L50: The number of contigs needed to reach 50% of total assembly length
Largest contig: Single longest assembled sequence
Total span: Sum of all contig lengths; should approximate expected genome size
Gap content: Percentage of N bases in scaffolds

Completeness Metrics

BUSCO (Benchmarking Universal Single-Copy Orthologs): Searches the assembly for conserved single-copy genes expected in the taxonomic lineage. Reports percentages as Complete (single + duplicated), Fragmented, and Missing. A high-quality assembly typically shows >95% complete BUSCOs.

k-mer completeness (Merqury): Compares k-mer spectrum of the assembly to that of raw reads. Measures QV (consensus quality value), completeness, and phasing accuracy without requiring a reference genome.

Correctness Assessment

QUAST: Compares assembly to a reference genome; reports misassemblies, mismatches, indels, NGA50
Inspector: Long-read based assembly evaluation detecting structural and base errors
Read mapping rate: Fraction of reads that align back to the assembly

Metagenome Assembly

Metagenome assembly reconstructs genomes from mixed microbial communities, introducing unique challenges:

Uneven coverage: Dominant species at 1000x, rare species at 0.1x
Inter-species repeats: Conserved genes create chimeric assemblies between related organisms
Strain variation: Closely related strains create tangles in the assembly graph

Approaches

Co-assembly: Pool samples for better coverage; risk of chimeras increases
Sample-specific assembly: Reduces chimeras but may fragment low-abundance genomes
Binning: Group contigs into metagenome-assembled genomes (MAGs) using composition (tetranucleotide frequency, GC content) and differential coverage across samples (MetaBAT2, MaxBin2, CONCOCT). DAS Tool integrates multiple binning results.

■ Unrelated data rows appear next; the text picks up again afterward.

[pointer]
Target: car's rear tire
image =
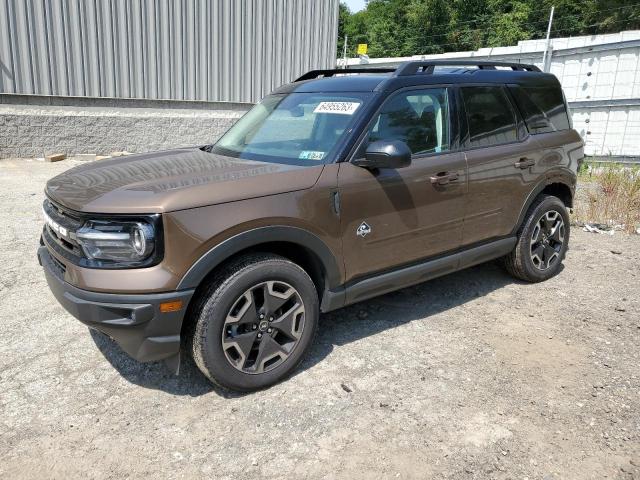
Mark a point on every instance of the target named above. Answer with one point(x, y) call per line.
point(254, 322)
point(543, 240)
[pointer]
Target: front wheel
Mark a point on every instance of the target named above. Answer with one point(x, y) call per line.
point(542, 243)
point(255, 322)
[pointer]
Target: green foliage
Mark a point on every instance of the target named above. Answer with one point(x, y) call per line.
point(395, 28)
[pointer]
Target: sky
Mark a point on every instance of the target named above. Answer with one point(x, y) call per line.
point(354, 5)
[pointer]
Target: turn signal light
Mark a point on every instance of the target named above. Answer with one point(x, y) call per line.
point(167, 307)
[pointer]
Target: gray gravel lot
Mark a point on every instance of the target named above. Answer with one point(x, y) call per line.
point(472, 375)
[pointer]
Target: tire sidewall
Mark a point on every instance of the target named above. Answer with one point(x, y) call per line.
point(215, 311)
point(548, 204)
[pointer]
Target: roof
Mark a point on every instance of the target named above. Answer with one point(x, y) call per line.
point(418, 73)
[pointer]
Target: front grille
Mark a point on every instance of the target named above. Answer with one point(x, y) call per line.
point(64, 243)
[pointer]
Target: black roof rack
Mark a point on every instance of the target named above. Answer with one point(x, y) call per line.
point(428, 66)
point(419, 67)
point(330, 73)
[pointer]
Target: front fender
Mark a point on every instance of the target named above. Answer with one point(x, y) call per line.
point(254, 237)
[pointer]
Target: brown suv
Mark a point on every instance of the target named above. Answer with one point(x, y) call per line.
point(333, 189)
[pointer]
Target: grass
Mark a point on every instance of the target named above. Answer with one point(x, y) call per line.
point(609, 194)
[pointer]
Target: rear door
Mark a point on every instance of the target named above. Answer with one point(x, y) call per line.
point(501, 159)
point(392, 217)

MAG Quality Standards (MIMAG)

High quality: >90% completeness, <5% contamination, presence of 23S/16S/5S rRNA and >18 tRNAs
Medium quality: >50% completeness, <10% contamination
Assessed by CheckM/CheckM2 using lineage-specific marker gene sets

Current State and Challenges

The T2T (Telomere-to-Telomere) Consortium completed the first gap-free human genome in 2022, resolving centromeres, segmental duplications, and rDNA arrays. Key remaining challenges include polyploid genome assembly (e.g., hexaploid wheat), highly repetitive genomes, population-scale pangenome construction (via minigraph-cactus), and real-time assembly for clinical and field applications.